I suppose the most obvious examples are the Scandinavian countries, which have said that certain early years services—such as universal child care from birth onwards as well as high-quality pre-school provision and family support—will be provided for the population. They regard those things as essential to a civilised society, in the same way that we view sending all our children to school. That is the clearest example that I can think of. The approach that those countries have chosen is based on some evidence, but to a large extent they have accepted that those things are inherently good and they believe that they are justified by the inherent social worth of the exercise as much as by the long-term economic benefit.
I am still trying to understand how Holland, Finland, Norway and Sweden got themselves into a position where they are doing those things, and doing them so well. We were discussing that at lunch time. Many factors came together. Some of the reasons are economic, as there were shocks to some of those economies at different times, but some of them relate to the roots of the culture. A colleague who comes from Holland says, “In Scotland, it seems to me that you just tolerate children. In Holland, we love children.” That has an effect. Some of the reasons came from the greater participation of women in work in the 1960s and 1970s, the women’s movement and the notion that, if women were going to participate in work, the children had to be properly looked after rather than just pushed out. Somehow, that translated itself into public agitation in the 1960s and 1970s across a range of countries, but we were not one of them. It looks as if that public agitation led to the approach becoming strongly entrenched in systems and budgets. That is as close as I can get to an answer.
The final question comes from Tom McCabe.
It is really for Mr Sinclair and Professor Melhuish. I entirely agree with all that you said about early interventions and some of the things that you have suggested, but my experience suggests to me that we have what I have sometimes described as a growing underclass or a number of people who are ill equipped to deal with the problems that they face in society or in bringing up children, and those people are also cursed by having a poorly equipped peer group and even poorly equipped parents.

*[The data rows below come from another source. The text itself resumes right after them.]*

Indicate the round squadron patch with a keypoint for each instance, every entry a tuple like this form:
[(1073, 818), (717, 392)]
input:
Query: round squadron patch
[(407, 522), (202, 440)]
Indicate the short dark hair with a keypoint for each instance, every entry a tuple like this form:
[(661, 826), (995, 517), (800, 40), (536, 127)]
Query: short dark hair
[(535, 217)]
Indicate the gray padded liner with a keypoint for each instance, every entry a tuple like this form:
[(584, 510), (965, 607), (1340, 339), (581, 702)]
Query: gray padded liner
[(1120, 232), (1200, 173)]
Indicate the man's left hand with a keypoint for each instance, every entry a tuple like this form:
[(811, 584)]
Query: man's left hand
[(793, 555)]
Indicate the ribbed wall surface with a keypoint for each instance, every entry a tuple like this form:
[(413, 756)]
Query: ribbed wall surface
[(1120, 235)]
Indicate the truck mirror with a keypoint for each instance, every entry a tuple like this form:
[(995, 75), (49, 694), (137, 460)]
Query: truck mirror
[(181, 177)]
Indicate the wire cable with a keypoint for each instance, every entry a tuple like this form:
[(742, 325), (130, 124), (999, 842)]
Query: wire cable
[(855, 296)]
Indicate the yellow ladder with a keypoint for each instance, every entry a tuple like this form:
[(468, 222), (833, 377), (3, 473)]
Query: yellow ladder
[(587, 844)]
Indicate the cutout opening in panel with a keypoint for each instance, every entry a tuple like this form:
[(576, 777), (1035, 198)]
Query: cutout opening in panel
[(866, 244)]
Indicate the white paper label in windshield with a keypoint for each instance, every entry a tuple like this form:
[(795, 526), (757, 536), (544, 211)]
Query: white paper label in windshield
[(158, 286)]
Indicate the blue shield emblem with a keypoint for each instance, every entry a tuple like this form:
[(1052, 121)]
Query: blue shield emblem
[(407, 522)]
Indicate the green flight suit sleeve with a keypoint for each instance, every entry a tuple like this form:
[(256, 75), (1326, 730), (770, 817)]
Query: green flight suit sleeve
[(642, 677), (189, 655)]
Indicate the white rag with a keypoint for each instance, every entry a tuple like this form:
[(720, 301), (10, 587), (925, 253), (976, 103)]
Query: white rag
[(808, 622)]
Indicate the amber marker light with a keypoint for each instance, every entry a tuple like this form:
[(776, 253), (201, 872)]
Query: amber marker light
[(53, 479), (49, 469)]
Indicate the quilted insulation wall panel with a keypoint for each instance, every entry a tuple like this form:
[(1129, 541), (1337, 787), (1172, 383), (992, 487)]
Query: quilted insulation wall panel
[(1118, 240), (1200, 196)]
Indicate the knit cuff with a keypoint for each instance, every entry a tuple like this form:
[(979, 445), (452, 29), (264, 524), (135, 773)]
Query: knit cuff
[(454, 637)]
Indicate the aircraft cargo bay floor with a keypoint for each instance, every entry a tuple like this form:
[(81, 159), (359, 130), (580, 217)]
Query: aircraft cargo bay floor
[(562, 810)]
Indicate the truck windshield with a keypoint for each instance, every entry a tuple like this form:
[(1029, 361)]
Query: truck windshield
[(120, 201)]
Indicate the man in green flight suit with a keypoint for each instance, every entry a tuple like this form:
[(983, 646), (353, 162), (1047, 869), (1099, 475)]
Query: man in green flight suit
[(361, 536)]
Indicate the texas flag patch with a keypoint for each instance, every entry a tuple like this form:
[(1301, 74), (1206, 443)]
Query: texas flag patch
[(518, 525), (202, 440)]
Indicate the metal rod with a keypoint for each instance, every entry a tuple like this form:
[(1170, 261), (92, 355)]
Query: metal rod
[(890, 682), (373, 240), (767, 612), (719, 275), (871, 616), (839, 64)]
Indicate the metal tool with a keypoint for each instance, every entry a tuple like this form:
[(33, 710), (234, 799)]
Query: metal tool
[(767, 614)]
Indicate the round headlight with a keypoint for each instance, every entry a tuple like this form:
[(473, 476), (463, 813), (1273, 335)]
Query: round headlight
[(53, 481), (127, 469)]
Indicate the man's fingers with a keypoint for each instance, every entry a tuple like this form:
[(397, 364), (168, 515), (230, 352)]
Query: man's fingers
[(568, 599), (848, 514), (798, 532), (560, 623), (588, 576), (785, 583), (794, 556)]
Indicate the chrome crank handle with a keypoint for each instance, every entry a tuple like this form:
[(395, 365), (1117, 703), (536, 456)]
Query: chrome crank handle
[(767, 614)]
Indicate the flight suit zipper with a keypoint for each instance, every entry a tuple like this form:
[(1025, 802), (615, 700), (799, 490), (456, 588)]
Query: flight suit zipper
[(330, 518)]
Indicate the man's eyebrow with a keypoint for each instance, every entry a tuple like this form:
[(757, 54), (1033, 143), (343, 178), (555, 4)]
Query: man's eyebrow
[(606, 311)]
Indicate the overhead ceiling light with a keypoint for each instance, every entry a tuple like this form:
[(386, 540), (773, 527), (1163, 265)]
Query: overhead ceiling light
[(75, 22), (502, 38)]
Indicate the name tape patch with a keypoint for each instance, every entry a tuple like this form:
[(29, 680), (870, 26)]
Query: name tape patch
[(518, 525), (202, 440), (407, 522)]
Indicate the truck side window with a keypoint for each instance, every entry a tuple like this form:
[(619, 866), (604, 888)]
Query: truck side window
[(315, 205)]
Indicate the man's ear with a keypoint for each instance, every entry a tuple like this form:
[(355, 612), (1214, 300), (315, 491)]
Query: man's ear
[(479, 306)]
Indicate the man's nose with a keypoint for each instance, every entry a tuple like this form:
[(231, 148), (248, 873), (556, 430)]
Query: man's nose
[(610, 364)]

I agree that we need to go with quality interventions with the right duration and dosage. Some of the problems that you know of in your constituency are deep inter-family problems. However, the good thing about a number of the studies that have gone on for decades is that we can see that parents and children have benefited significantly from different measures, so we know that benefits have flowed from single interventions.
At the beginning of the meeting, I said that many of the things that we need to consider go beyond the services that are directly provided for children and families. I mentioned economic and housing policies, and they are directly relevant to the points that you have just made, Mr McCabe.
In today’s meeting, we have touched on some deep and fundamental aspects of our society and its possible future. There being no final questions or comments, I thank our witnesses for an informative session that was based on theoretical and practical knowledge and experience, which will be very useful to the committee in its further deliberations.